A tacoshi is one trillionth of one Monero and the smallest sub unit available. Where did the name tacoshi originate?

If Monero becomes widely adopted and its value grows dramatically can small Monero units be created? If smaller units are possible, would there creation require a hard fork or a soft fork?

  • Tacoshi was proposed not as the atomic unit of monero, but as the equivalent of satoshi for bitcoin (ie, 1e-8 monero), so equivalent to 10k piconero, or 10 nanonero.
    – user36303
    Sep 3, 2017 at 22:13
  • I have always referred to this unit as the: "St.
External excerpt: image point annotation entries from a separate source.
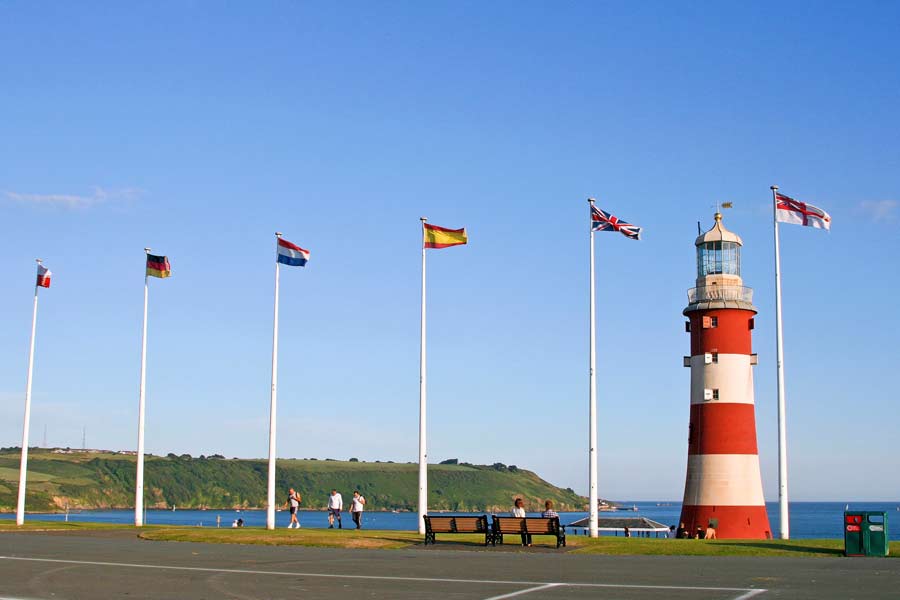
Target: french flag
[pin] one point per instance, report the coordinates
(292, 254)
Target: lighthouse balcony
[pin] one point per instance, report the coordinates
(718, 293)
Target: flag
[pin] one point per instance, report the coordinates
(441, 237)
(158, 266)
(603, 221)
(788, 210)
(292, 254)
(43, 276)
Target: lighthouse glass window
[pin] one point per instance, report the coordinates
(716, 258)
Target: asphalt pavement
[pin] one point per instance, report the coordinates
(88, 565)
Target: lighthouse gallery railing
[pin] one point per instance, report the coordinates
(711, 293)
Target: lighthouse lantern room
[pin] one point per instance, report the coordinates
(723, 488)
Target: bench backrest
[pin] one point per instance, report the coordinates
(534, 525)
(456, 524)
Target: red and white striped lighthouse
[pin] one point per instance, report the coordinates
(723, 486)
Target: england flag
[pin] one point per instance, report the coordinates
(788, 210)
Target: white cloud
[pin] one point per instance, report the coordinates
(97, 196)
(880, 210)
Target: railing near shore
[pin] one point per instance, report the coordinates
(711, 293)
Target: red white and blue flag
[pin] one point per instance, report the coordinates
(292, 254)
(603, 221)
(788, 210)
(43, 276)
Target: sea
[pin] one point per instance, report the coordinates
(809, 520)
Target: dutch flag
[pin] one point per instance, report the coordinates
(291, 254)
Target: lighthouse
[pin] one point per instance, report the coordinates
(723, 487)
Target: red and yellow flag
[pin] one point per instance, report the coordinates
(441, 237)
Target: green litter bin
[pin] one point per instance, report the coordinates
(865, 533)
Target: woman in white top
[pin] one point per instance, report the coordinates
(356, 508)
(519, 511)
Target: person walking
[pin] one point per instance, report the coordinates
(519, 511)
(356, 507)
(549, 513)
(294, 504)
(335, 505)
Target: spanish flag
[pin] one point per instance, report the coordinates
(158, 266)
(441, 237)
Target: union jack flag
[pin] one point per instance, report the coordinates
(603, 221)
(788, 210)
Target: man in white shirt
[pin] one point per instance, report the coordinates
(335, 505)
(356, 508)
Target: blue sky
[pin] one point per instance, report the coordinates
(199, 129)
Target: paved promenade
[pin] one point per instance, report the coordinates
(89, 565)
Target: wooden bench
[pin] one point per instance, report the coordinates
(451, 524)
(528, 525)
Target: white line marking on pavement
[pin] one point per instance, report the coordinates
(752, 592)
(523, 592)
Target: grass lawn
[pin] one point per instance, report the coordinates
(350, 538)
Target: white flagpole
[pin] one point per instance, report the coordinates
(270, 496)
(593, 403)
(139, 478)
(423, 454)
(779, 359)
(23, 467)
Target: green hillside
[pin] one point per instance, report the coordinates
(86, 480)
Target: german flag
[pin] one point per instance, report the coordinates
(158, 266)
(441, 237)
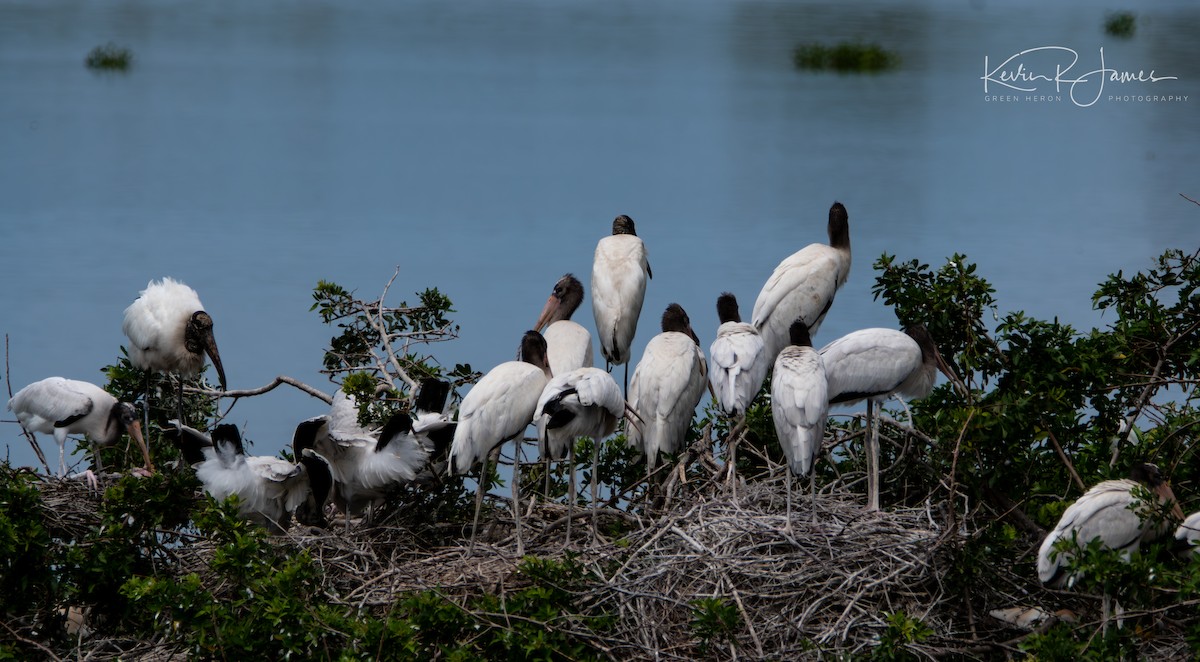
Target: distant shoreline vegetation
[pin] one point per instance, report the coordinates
(845, 58)
(109, 58)
(1121, 24)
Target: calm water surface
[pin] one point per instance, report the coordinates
(484, 148)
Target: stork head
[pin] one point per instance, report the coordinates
(839, 227)
(563, 301)
(623, 224)
(127, 416)
(727, 307)
(533, 350)
(675, 318)
(798, 333)
(198, 338)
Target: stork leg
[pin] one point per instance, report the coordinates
(787, 521)
(595, 491)
(873, 458)
(479, 501)
(516, 494)
(570, 491)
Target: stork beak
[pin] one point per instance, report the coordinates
(633, 416)
(1167, 495)
(546, 313)
(135, 429)
(210, 347)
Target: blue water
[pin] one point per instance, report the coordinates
(484, 149)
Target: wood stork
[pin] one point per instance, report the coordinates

Nick" in honor of Nicholas van Saberhagen.
    – dab
    Jan 31, 2019 at 22:37

2 Answers 2


The tacoshi was named after a Monero developer called TacoTime.

It would be possible to create units smaller than 0.000000000001 XMR but smaller atomic units would require a hard fork so that those smaller units would be recognized by all peers on the network.

Even if prices rose dramatically the need for smaller units would remain uncertain without more information about current network activity, hash rates and transaction fees.

  • 11
    Just to give an idea about what "prices rose dramatically" would mean, consider that for the tacoshi to be an economically relevant unit of account, let's say $0.0001 (one-hundredth of a penny USD), the price of 1 XMR would be worth $100M. Since XMR is currently just under $2, that would be a price increase of about 50000000X. Probably not something to worry about for quite some time...
    – jwinterm
    Jul 27, 2016 at 1:40
  • 4
    I think I could deal with that problem.
    – user36303
    Jul 28, 2016 at 15:32

I'm sure the term tacoshi will continue to be used interchangeably, but the official term of piconero was recently merged into the source code.